Письмо незнакомки (Цвейг) - страница 2

Я зажгла пятую свечу и поставила ее на стол, за которым я тебе пишу. Я не могу остаться одна с моим умершим ребенком и не кричать о своем горе, а с кем же мне говорить в эту страшную минуту, если не с тобой, ведь ты и теперь, как всегда, для меня все! Я, может быть, не сумею ясно говорить с тобой, может быть, ты не поймешь меня - мысли у меня путаются, в висках стучит и все тело ломит. Кажется, у меня жар; может быть, я тоже заболела гриппом, который теперь крадется от дома к дому, и это было бы хорошо, потому что тогда я пошла бы за своим ребенком и все сделалось бы само собой. Иногда у меня темнеет в глазах, я, может быть, не допишу даже до конца это письмо, но я соберу все свои силы, чтобы хоть раз, только этот единственный раз, поговорить с тобой, мой любимый, никогда не узнававший меня.

С тобой одним хочу я говорить, впервые сказать тебе все; ты узнаешь всю мою жизнь, всегда принадлежавшею тебе, хотя ты никогда о ней не знал. Но ты узнаешь мою тайну, только если я умру, - чтобы тебе не пришлось отвечать мне, - только если лихорадка, которая сейчас бросает меня то в жар, то в холод, действительно начало конца. Если же мне суждено жить, я разорву это письмо и буду опять молчать, как всегда молчала. Но если ты держишь его в руках, то знай, что в нем умершая рассказывает тебе свою жизнь, свою жизнь, которая была твоей от ее первого до ее последнего сознательного часа. Не бойся моих слов, - мертвая не потребует ничего, ни любви, ни сострадания, ни утешения. Только одного хочу я от тебя, чтобы ты поверил всему, что скажет тебе моя рвущаяся к тебе боль. Поверь всему, только об этом одном прошу я тебя: никто не станет лгать в час смерти своего единственного ребенка.

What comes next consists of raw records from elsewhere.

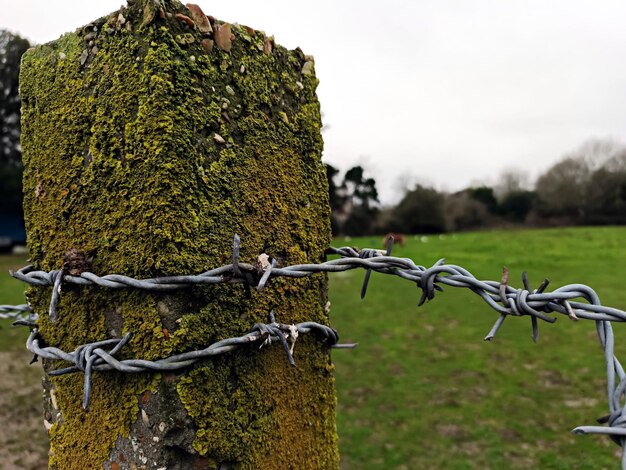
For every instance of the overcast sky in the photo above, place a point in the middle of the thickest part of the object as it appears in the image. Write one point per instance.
(444, 92)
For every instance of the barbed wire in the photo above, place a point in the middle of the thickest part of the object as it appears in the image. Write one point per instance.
(499, 295)
(100, 355)
(18, 313)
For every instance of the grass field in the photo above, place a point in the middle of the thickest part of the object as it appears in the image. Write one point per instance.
(423, 390)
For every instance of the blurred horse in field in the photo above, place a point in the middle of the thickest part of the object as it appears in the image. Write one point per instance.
(398, 239)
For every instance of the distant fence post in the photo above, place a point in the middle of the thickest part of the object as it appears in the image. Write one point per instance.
(150, 137)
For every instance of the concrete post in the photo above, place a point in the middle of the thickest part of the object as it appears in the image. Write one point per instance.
(150, 137)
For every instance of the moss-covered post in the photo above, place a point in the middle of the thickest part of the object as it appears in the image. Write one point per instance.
(150, 137)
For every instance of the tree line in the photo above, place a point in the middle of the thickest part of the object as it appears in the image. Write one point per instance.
(585, 187)
(12, 47)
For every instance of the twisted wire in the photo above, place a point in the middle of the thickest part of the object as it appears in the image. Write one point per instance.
(538, 304)
(100, 355)
(21, 314)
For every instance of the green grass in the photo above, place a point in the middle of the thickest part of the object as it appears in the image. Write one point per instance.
(11, 293)
(423, 390)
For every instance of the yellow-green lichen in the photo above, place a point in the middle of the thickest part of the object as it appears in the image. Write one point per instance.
(123, 161)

Я поведаю тебе всю мою жизнь, которая поистине началась лишь в тот день, когда я тебя узнала. До того дня было что-то тусклое и смутное, куда моя память никогда уже не заглядывала, какой-то пропыленный, затянутый паутиной погреб, где жили люди, которых я давно выбросила из сердца. Когда ты появился, мне было тринадцать лет, и я жила в том же доме, где ты теперь живешь, в том самом доме, где ты держишь в руках это письмо - это последнее дыхание моей жизни; я жила на той же лестнице, как раз напротив дверей твоей квартиры. Ты, наверное, уже не помнишь нас, скромную вдову чиновника (она всегда ходила в трауре) и худенького подростка, - мы ведь всегда держались в тени, замкнувшись в своем скудном мещанском существовании. Ты, может быть, никогда и не слыхал нашего имени, потому что на нашей двери не было дощечки и никто никогда не приходил к нам и не спрашивал нас. Да и так давно это было, пятнадцать, шестнадцать лет тому назад, нет, ты, конечно, не помнишь этого, любимый; но я - о, я жадно вспоминаю каждую мелочь, я помню, словно это было сегодня, тот день, тот час, когда я впервые услышала о тебе, в первый раз увидела тебя, и как мне не помнить, если тогда для меня открылся мир! Позволь, любимый, рассказать тебе все, с самого начала, подари мне четверть часа и выслушай терпеливо ту, что с таким долготерпением всю жизнь любила тебя.